STL源码阅读（七）： unique_ptr & shared_ptr

本文首先分析 unique_ptr 的实现原理，介绍为什么其默认size仅为一个 raw pointer size；接着分析了 shared_ptr 的实现原理，从两种构造方式入手，分析两种构造方式所带来的不同内存布局，最终通过分析shared_ptr的拷贝源码，简述了shared_ptr的线程安全性。

unique_ptr·

unique_ptr 是 c++ 11引入的智能之一，其特点是：

对管理对象具有独占权，在unique_ptr析构时自动释放对象
不可复制，但可移动
支持自定义deleter
零开销，unique_ptr和raw pointer一样大，不引入额外开销。

unique_ptr 定义如下：

1 2	template <typename _Tp, typename _Dp = default_delete<_Tp> > class unique_ptr

_Tp为要管理的对象指针对象类型，_Dp为删除器类型，其默认值为 default_delete:

 /// Primary template, default_delete.
 template<typename _Tp>
   struct default_delete
   {
     constexpr default_delete() noexcept = default;

     template<typename _Up, typename = typename
       enable_if<is_convertible<_Up*, _Tp*>::value>::type>
       default_delete(const default_delete<_Up>&) noexcept { }

     void
     operator()(_Tp* __ptr) const
     {
static_assert(sizeof(_Tp)>0,
	      "can't delete pointer to incomplete type");
delete __ptr;
     }
   };

一个针对数组类型的特例化版本为:

  template<typename _Tp, typename _Dp>
    class unique_ptr<_Tp[], _Dp>

    template<typename _Tp>
struct default_delete<_Tp[]>
{
private:
  template<typename _Up>
using __remove_cv = typename remove_cv<_Up>::type;

  // Like is_base_of<_Tp, _Up> but false if unqualified types are the same
  template<typename _Up>
using __is_derived_Tp
= __and_< is_base_of<_Tp, _Up>,
    __not_<is_same<__remove_cv<_Tp>, __remove_cv<_Up>>> >;

public:
  constexpr default_delete() noexcept = default;

  template<typename _Up, typename = typename
     enable_if<!__is_derived_Tp<_Up>::value>::type>
    default_delete(const default_delete<_Up[]>&) noexcept { }

  void
  operator()(_Tp* __ptr) const
  {
static_assert(sizeof(_Tp)>0,
      "can't delete pointer to incomplete type");
delete [] __ptr;
  }

  template<typename _Up>
typename enable_if<__is_derived_Tp<_Up>::value>::type
operator()(_Up*) const = delete;
};

本文仅讨论泛化版本。

首先看其构造函数:

  explicit
  unique_ptr(pointer __p) noexcept
  : _M_t(__p, deleter_type())
  { static_assert(!is_pointer<deleter_type>::value,
     "constructed with null function pointer deleter"); }

  unique_ptr(pointer __p,
typename conditional<is_reference<deleter_type>::value,
  deleter_type, const deleter_type&>::type __d) noexcept
  : _M_t(__p, __d) { }

直接使用默认deleter构造
如果传入deleter为引用，则为引用类型的__d, 否则为 const deleter_type&的 _d

两个构造函数，均是初始化 _M_t。其定义为：

1 2	typedef std::tuple<typename _Pointer::type, _Dp> __tuple_type; __tuple_type _M_t;

tuple_type为一个二元元组类型。不过需要注意的是，若采用默认deleter, _M_t的大小仅为 8 Bytes(64位程序)。 这是为何呢？按道理存储一个指针+deleter应该是大于一个指针的大小的，就算deleter是一个empty class，其size也至少为1。

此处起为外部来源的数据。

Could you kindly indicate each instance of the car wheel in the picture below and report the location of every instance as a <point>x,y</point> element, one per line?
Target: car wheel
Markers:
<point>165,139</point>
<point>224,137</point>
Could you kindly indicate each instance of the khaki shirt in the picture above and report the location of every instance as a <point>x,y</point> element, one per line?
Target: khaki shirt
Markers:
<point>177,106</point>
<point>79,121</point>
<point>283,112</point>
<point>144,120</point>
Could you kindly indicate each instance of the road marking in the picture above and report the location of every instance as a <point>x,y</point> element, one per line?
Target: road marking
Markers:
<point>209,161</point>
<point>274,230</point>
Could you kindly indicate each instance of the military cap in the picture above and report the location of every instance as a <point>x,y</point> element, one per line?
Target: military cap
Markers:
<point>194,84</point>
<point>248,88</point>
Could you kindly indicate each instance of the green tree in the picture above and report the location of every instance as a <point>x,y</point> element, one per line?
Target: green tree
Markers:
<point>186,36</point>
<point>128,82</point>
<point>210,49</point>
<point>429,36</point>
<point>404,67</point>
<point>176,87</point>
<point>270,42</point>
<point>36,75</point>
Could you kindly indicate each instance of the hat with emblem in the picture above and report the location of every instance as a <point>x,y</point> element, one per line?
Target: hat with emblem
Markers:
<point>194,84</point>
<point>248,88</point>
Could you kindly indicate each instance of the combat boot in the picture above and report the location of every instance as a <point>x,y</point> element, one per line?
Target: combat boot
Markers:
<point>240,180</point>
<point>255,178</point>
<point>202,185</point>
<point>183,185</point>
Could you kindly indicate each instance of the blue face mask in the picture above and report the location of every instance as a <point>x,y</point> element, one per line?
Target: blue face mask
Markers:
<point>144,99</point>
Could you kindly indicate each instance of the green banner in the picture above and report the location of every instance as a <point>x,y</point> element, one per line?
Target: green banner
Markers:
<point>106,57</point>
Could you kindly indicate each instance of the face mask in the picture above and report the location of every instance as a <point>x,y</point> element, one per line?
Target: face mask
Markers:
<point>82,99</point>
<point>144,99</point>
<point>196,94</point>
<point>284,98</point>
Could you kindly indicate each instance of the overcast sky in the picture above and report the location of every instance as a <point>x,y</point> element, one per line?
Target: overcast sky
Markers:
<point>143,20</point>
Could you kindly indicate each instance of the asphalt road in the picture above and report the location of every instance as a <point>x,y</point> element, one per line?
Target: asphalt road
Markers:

这是因为tuple应用了 Empty Class Optimization (EBO) 技术。对于空基类其大小可以优化为 0 bytes. 具体可参考：从tuple谈起-浅谈c++中空基类优化的使用 - 知乎 (zhihu.com)

但是若传入的deleter为一个函数指针，则 unique_ptr 为2个指针大小，若传入的为 lambda 表达式，则需视 lambda 的捕获列表情况而定，若无任何捕获value，则 unique_ptr 依然为一个指针大小（因为 lambda 表达式本质上也是一个struct functor)

再看析构函数:

     // Destructor.
     ~unique_ptr() noexcept
     {
auto& __ptr = std::get<0>(_M_t);
if (__ptr != nullptr)
  get_deleter()(__ptr);
__ptr = pointer();
     }

获取raw pointer, 若不为nullptr，调用deleter删除，同时将 raw pointer指向一个空pointer，通常也即为nullptr，避免野指针出现。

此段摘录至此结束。